---
title: "Software Tools in Haskell: crypt"
subtitle: xor stdin with a list of keys
date: 2016-02-25
author: nbloomf
tags: software-tools-in-haskell, literate-haskell
---

As usual, we start with some imports.

> -- sth-crypt: xor chars on stdin with a list of keys
> module Main where
> 
> import System.Environment (getArgs)
> import System.Exit (exitSuccess)
> import Data.Char (ord, chr, readLitChar)

See also the [Backslash](/posts/software-tools-in-haskell/Lib/Backslash.html) module.

> import Lib.Backslash (bsUnEsc)

This program performs very (very!) simple encryption by xor-ing ``stdin`` with a list of keys, supplied by the user at the command line.

At the bit level, ``a xor b`` is 0 if ``a`` and ``b`` are equal and is ``1`` otherwise. Two lists of bits are ``xor``ed entrywise, with the shorter list padded with $0$s. We can think of ``xor`` as an operation on natural numbers by converting to and from base 2, and finally we can think of ``xor`` as an operation on *characters* by converting to and from natural numbers (a.k.a. code points). Then to ``xor`` two strings we ``xor`` characterwise.

We will implement these operations bare-handed.

> class XOR t where
>   xor :: t -> t -> t
> 
>   xors :: [t] -> [t] -> [t]
>   xors [] ys = ys
>   xors xs [] = xs
>   xors (x:xs) (y:ys) = (xor x y) : xors xs ys
> 
> 
> data Bit
>   = Zero | One
>   deriving (Eq, Show)
> 
> instance XOR Bit where
>   xor Zero Zero = Zero
>   xor Zero One  = One
>   xor One  Zero = One
>   xor One  One  = Zero
> 
> 
> instance XOR Int where
>   xor a b = bitsToInt $ xors (intToBits a) (intToBits b)
>     where
>       intToBits :: (Integral n) => n -> [Bit]
>       intToBits k = case getBits k of
>         [] -> [Zero]
>         bs -> bs
>         where
>           getBits t
>             | t <= 0    = []
>             | otherwise = case even t of
>                 True  -> Zero : (getBits $ t`quot`2)
>                 False -> One  : (getBits $ (t-1)`quot`2)
> 
>       bitsToInt :: (Integral n) => [Bit] -> n
>       bitsToInt = sum . zipWith (*) [2^t | t <- [0..]] . map bitToInt
>         where
>           bitToInt Zero = 0
>           bitToInt One  = 1
> 
> 
> instance XOR Char where
>   xor x y = chr $ xor (ord x) (ord y)

When we ``xor`` two strings together, one is called the *plaintext* and the other is called the *key*. If the key is shorter than the plaintext we simply repeat it from the beginning as many times as needed. The result is a new string, the *ciphertext*, which will generally not be recognizable. However, we can recover the plaintext by repeating the ``xor`` operation with the same key.
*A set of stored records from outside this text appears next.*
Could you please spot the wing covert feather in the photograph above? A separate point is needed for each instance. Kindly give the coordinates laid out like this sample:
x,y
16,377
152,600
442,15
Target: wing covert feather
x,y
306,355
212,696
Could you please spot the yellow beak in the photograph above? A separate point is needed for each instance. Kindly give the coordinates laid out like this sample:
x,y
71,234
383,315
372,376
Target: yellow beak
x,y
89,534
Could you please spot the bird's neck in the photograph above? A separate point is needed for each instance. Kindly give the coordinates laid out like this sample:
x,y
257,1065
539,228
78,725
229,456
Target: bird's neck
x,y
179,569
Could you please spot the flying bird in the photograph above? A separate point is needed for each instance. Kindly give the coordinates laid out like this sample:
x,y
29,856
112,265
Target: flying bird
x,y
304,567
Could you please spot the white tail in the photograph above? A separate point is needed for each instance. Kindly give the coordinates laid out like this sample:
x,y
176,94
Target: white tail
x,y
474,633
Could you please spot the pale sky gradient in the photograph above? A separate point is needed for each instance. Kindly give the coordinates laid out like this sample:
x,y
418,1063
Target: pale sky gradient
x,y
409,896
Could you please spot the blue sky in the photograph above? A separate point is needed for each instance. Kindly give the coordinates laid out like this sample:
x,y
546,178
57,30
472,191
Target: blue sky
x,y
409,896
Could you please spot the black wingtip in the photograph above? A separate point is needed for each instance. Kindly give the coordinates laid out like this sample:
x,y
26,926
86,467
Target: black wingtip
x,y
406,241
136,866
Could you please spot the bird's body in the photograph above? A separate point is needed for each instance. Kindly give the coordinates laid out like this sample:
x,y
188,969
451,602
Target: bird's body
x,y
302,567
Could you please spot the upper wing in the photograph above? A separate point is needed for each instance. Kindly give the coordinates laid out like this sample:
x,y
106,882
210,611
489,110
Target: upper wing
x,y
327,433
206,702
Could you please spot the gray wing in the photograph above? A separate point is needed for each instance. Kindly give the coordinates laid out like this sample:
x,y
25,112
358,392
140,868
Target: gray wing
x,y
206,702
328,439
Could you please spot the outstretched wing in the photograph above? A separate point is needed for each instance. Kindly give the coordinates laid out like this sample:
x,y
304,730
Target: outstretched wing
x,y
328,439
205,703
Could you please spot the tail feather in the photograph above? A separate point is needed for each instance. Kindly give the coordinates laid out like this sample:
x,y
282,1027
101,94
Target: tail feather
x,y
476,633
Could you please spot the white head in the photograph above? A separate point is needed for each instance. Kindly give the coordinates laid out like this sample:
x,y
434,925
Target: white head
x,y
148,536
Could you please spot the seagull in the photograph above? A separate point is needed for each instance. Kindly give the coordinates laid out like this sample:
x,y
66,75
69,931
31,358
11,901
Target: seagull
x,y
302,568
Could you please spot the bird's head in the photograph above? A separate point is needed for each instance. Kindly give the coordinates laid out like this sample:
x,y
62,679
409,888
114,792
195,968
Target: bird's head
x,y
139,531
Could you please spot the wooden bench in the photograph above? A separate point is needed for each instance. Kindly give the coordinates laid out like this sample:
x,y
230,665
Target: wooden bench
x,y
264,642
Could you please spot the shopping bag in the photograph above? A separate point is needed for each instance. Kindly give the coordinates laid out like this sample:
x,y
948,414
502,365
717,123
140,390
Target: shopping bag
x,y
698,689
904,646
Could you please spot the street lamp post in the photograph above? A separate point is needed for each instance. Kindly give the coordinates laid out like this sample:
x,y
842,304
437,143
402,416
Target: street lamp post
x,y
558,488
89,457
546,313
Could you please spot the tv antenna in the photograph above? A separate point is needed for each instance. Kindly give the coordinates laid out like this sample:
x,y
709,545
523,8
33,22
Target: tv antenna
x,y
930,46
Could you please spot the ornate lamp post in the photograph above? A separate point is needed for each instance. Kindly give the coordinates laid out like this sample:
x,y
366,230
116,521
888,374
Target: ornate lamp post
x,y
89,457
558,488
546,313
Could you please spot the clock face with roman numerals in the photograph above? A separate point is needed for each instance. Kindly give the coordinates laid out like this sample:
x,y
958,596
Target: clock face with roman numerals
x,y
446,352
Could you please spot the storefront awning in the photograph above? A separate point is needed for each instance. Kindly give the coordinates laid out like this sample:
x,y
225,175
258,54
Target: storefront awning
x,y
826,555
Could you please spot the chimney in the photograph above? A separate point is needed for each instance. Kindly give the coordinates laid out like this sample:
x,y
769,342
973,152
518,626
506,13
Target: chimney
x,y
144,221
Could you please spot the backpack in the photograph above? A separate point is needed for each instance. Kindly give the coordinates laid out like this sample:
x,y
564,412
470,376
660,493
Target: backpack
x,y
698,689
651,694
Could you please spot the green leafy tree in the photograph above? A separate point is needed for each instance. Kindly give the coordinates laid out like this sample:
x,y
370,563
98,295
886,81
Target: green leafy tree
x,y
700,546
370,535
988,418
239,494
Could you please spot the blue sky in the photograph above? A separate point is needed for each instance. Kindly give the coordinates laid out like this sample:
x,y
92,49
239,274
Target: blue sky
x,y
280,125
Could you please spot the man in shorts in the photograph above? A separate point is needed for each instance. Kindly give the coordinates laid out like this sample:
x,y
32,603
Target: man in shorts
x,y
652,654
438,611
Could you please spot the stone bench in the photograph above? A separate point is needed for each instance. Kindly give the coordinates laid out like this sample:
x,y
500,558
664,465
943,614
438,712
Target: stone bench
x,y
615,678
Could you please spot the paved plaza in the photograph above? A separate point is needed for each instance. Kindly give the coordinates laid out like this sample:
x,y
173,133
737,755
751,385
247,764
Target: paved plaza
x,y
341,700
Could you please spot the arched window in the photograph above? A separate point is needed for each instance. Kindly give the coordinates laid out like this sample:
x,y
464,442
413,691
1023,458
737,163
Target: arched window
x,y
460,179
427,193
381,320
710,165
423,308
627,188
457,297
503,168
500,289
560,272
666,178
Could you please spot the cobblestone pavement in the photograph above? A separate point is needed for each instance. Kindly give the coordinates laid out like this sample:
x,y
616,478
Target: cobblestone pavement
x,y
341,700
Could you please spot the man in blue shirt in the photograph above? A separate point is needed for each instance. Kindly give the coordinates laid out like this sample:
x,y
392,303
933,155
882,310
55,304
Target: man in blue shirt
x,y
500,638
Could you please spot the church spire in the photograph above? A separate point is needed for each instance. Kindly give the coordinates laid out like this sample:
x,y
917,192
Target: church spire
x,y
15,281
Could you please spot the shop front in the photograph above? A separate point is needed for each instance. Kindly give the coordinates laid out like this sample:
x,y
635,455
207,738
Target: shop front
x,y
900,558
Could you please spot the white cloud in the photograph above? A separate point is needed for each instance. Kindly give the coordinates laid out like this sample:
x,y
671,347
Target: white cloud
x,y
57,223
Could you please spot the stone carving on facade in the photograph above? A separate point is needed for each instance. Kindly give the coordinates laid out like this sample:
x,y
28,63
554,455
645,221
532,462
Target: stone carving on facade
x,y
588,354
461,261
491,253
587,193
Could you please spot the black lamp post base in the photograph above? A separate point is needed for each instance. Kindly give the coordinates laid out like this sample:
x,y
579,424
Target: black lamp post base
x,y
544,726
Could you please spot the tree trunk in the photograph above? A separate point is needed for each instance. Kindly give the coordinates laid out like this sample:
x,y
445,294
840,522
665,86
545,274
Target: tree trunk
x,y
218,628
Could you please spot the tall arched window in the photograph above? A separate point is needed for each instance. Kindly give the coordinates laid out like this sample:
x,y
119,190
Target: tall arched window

This method of encrytion has several interesting properties. (I am hesitant to call these unequivocal "pros" or "cons", since every encryption scheme involves tradeoffs.)

* Extremely simple to implement.
* Is a symmetric cipher; in fact, exactly the same key is used for encryption and decryption.
* If the key is short compared to the text, is vulnerable to statistical attacks. (Beyond the usual brute-force attacks that come with short keys.)
* Can be used to implement a [one-time pad](https://www.wikipedia.org/wiki/One-time_pad), which to my knowledge is the only provably secure encryption scheme. (To do this, the key must be the same length as the plaintext.)
* Can only be used on character encodings of size $2^n$ (which unicode is), which preferably have a canonical mapping to the integers from $0$ to $2^n - 1$ (which unicode does).
* When used on a large alphabet, most significant bits can play an important role. For instance, if we are encrypting a text which consists only of ASCII (the first 128 characters of unicode) and use a key consisting of characters with a bit higher than the 7th set, then these high bits will never be ``xor``ed away. I haven't thought about this in depth, but I suspect this opens up a new class of statistical attacks.
* Related to the previous property, practical text does not use the full range of unicode -- more likely it is restricted to the characters used in a particular language. This may open a class of attacks.
* When used with ASCII or unicode, generally the ciphertext will include control characters. This can make it inconvenient to use text-oriented tools on encrypted text. We could fix this with a different mapping from characters to numbers, but doing so would probably weaken the encryption even further by reducing the alphabet size.

Here's the main program.

> main :: IO ()
> main = do
>   keys <- fmap (map bsUnEsc) getArgs
>   charFilter (cryptWith keys)
>   exitSuccess
> 
> 
> cryptWith :: [String] -> String -> String
> cryptWith ks str = foldr crypt str ks
>   where
>     crypt :: String -> String -> String
>     crypt ""  str = str
>     crypt key str = zipWith xor str (concat $ repeat key)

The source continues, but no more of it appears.